On Thu, Jul 23, 2020 at 07:33:45PM -0700, Peter Geoghegan wrote:
On Thu, Jul 23, 2020 at 6:22 PM Tomas Vondra
<tomas.von...@2ndquadrant.com> wrote:
So let me share some fresh I/O statistics collected on the current code
using iosnoop. I've done the tests on two different machines using the
"aggregate part" of TPC-H Q17, i.e. essentially this:
SELECT * FROM (
SELECT
l_partkey AS agg_partkey,
0.2 * avg(l_quantity) AS avg_quantity
FROM lineitem GROUP BY l_partkey OFFSET 1000000000
) part_agg;
The OFFSET is there just to ensure we don't need to send anything to
the client, etc.
Thanks for testing this.
So sort writes ~3.4GB of data, give or take. But hashagg/master writes
almost 6-7GB of data, i.e. almost twice as much. Meanwhile, with the
original CP_SMALL_TLIST we'd write "only" ~5GB of data. That's still
much more than the 3.4GB of data written by sort (which has to spill
everything, while hashagg only spills rows not covered by the groups
that fit into work_mem).
What I find when I run your query (with my own TPC-H DB that is
smaller than what you used here -- 59,986,052 lineitem tuples) is that
the sort required about 7x more memory than the hash agg to do
everything in memory: 4,384,711KB for the quicksort vs 630,801KB peak
hash agg memory usage. I'd be surprised if the ratio was very
different for you -- but can you check?
I can check, but it's not quite clear to me what are we looking for?
Increase work_mem until there's no need to spill in either case?
I think that there is something pathological about this spill
behavior, because it sounds like the precise opposite of what you
might expect when you make a rough extrapolation of what disk I/O will
be based on the memory used in no-spill cases (as reported by EXPLAIN
ANALYZE).
Maybe, not sure what exactly you think is pathological?

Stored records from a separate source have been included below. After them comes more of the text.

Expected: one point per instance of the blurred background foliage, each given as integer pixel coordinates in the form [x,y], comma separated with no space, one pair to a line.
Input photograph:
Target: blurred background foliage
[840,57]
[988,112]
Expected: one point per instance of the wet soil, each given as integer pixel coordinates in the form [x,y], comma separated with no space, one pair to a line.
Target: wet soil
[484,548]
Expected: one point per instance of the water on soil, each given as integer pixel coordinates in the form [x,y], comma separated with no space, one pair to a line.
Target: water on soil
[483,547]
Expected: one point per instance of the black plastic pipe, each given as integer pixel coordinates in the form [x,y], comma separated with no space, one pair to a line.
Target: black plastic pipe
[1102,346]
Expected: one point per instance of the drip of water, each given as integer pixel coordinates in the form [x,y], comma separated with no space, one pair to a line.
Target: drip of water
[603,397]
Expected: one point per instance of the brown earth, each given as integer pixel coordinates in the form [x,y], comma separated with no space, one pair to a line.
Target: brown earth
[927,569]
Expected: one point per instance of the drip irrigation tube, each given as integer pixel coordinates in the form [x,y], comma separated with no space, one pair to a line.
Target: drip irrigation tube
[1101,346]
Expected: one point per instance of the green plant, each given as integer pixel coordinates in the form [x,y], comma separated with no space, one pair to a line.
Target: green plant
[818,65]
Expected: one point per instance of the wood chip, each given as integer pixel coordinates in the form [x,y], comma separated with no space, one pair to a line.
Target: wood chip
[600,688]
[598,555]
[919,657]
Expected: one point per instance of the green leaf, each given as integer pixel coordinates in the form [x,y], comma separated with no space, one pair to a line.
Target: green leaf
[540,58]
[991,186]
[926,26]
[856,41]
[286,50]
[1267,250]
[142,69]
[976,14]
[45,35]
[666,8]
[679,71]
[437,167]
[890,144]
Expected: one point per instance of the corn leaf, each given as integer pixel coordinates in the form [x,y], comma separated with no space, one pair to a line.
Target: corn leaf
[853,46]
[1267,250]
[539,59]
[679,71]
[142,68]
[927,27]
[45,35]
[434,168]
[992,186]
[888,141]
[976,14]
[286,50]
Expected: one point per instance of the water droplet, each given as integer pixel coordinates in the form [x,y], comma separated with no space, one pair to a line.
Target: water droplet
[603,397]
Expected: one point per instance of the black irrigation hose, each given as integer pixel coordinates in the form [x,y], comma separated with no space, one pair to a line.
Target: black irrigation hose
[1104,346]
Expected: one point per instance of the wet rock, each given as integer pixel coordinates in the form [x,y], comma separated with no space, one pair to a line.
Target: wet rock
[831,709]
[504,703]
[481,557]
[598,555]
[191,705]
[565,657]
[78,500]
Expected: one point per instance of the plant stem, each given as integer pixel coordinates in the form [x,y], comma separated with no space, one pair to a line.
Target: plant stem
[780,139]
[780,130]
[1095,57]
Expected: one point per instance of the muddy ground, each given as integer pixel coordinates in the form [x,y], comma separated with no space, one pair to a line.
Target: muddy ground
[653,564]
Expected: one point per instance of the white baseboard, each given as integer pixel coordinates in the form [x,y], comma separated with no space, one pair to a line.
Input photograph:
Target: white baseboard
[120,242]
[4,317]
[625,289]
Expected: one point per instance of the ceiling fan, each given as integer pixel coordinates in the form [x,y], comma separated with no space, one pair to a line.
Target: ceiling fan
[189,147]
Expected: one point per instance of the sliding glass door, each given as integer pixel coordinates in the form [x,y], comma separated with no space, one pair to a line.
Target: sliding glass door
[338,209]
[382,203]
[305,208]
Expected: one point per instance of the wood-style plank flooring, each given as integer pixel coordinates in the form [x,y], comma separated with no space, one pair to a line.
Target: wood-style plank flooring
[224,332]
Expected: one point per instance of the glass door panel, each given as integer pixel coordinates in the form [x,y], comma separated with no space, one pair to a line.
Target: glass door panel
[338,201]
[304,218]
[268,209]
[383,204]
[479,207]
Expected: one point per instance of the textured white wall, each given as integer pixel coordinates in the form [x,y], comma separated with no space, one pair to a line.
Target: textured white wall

The trouble is
hashagg has to spill input tuples but the memory used in no-spill case
represents aggregated groups, so I'm not sure how you could extrapolate
from that ...
FWIW one more suspicious thing that I forgot to mention is the behavior
of the "planned partitions" depending on work_mem, which looks like
this:
2MB Planned Partitions: 64 HashAgg Batches: 4160
4MB Planned Partitions: 128 HashAgg Batches: 16512
8MB Planned Partitions: 256 HashAgg Batches: 21488
64MB Planned Partitions: 32 HashAgg Batches: 2720
256MB Planned Partitions: 8 HashAgg Batches: 8
I'd expect the number of planned partitions to decrease (slowly) as
work_mem increases, but it seems to increase initially. Seems a bit
strange, but maybe it's expected.
What I find really surprising is the costing - despite writing about
twice as much data, the hashagg cost is estimated to be much lower than
the sort. For example on the i5 machine, the hashagg cost is ~10M, while
sort cost is almost 42M. Despite using almost twice as much disk. And
the costing is exactly the same for master and the CP_SMALL_TLIST.
That does make it sound like the costs of the hash agg aren't being
represented. I suppose it isn't clear if this is a costing issue
because it isn't clear if the execution time performance itself is
pathological or is instead something that must be accepted as the cost
of spilling the hash agg in a general kind of way.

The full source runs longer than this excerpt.